And S230, taking the other nodes communicated with the node except the target node as nodes to be forwarded, and executing S250.

And S240, if the node is communicated with another node except the target node in the second direction, taking the other node as a node to be forwarded, and executing S250.

And S250, judging whether the node to be forwarded is in the data packet broadcasting range or not according to the source node address bit identifier and the broadcasting step bit identifier of the data packet, if so, executing S260, and if not, executing S270.

In this embodiment, as shown in table 2, the data packet may include a broadcast bit, a source node address bit, a broadcast step bit, and data.

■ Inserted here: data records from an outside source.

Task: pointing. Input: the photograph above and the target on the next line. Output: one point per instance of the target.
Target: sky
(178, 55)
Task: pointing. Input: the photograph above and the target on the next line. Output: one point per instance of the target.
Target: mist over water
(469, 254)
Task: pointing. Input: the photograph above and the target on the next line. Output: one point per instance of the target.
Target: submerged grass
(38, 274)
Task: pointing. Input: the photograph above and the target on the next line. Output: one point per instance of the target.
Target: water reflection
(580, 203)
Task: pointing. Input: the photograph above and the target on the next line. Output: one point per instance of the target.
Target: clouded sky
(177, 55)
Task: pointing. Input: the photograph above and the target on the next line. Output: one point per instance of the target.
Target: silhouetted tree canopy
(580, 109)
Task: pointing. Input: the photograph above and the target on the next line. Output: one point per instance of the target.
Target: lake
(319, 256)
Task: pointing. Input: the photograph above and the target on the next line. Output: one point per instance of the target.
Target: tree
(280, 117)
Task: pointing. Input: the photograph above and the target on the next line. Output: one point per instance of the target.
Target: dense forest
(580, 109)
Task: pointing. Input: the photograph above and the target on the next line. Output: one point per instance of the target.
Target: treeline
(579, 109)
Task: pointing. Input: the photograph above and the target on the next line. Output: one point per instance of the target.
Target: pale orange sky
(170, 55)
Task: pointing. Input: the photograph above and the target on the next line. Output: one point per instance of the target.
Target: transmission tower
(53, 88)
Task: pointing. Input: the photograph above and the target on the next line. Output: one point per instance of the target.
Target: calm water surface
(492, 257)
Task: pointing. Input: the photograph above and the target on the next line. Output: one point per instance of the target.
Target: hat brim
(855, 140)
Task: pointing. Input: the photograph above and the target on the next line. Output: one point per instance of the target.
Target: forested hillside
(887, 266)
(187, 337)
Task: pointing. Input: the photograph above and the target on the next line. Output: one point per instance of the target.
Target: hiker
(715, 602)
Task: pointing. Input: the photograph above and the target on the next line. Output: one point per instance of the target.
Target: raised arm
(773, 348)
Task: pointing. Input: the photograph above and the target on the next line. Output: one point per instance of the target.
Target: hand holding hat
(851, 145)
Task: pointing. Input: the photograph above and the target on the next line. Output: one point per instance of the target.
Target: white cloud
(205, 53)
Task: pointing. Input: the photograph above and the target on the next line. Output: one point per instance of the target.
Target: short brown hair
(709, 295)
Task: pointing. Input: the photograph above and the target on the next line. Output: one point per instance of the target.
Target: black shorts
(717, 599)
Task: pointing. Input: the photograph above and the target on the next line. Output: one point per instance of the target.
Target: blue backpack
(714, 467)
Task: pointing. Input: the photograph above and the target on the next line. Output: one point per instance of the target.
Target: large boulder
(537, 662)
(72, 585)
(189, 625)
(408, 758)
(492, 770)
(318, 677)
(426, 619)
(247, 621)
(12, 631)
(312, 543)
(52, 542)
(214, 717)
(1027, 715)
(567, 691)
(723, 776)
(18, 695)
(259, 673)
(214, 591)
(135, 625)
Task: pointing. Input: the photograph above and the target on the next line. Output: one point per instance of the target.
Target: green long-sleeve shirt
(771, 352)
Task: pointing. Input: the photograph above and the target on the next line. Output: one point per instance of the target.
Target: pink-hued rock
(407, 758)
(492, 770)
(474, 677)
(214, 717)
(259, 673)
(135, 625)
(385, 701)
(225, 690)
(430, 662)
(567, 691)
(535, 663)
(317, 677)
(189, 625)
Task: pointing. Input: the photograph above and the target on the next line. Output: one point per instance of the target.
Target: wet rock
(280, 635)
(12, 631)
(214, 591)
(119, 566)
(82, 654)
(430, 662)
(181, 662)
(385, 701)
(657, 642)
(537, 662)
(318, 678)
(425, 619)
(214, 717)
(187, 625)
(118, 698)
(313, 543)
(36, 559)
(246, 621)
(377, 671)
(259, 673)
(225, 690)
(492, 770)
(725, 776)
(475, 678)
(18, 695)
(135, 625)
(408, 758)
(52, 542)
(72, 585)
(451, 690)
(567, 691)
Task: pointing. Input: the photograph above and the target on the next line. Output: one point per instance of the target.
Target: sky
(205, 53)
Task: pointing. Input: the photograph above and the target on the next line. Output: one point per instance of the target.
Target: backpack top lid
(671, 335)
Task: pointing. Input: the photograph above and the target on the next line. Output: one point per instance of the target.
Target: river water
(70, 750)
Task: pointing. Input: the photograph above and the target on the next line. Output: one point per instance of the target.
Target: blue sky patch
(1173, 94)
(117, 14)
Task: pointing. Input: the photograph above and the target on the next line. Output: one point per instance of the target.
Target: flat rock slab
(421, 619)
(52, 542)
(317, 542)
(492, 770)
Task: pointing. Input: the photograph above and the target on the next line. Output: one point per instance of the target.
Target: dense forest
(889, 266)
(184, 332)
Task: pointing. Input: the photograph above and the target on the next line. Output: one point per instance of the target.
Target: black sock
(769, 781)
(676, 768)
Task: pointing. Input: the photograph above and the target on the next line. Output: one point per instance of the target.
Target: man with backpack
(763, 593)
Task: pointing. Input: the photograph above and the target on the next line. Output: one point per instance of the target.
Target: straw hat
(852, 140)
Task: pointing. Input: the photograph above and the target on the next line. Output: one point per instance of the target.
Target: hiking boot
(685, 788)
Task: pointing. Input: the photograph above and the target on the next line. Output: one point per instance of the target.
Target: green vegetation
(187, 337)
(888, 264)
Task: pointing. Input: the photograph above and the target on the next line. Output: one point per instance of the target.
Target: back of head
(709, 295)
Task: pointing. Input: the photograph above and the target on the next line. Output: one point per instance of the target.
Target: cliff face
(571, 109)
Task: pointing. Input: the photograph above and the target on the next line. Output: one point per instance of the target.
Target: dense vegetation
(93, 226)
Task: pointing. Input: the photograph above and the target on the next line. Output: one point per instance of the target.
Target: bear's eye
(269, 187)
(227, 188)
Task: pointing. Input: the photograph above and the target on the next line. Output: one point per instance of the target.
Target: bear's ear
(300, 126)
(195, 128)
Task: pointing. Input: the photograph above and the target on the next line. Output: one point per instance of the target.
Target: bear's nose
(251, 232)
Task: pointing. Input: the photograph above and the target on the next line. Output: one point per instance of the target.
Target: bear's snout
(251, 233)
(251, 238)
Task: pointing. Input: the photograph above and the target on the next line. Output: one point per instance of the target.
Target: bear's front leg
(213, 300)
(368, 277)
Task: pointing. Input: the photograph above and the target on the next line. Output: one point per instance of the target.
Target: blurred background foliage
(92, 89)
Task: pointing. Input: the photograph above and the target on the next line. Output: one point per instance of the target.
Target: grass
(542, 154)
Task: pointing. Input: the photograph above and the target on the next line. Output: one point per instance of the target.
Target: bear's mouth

After each core node receives the data packets sent by other core nodes, the broadcast bit identifier of the data packet is firstly obtained, and when the broadcast bit identifier indicates that the data packet is a broadcast data packet without a destination address, whether the node to be forwarded corresponding to the node is in the broadcast range of the data packet can be judged according to the source node address bit identifier and the broadcast step bit identifier.

Table 2 packet structure

Broadcasting station	Source node address bit	Broadcast step size bit	Data of

The address bit identifier is used to indicate a location of the node in the network on chip, and may be, for example, a rank and column location identifier, and may be identified in the form of (dx, dy), where dx may represent a row identifier and dy may represent a column identifier. The broadcast step bit flag is used to indicate the number of steps (i.e. hops) that the packet can propagate from the source node, for example, if the broadcast step is flag 3, it indicates that the packet can propagate three hops from the source node.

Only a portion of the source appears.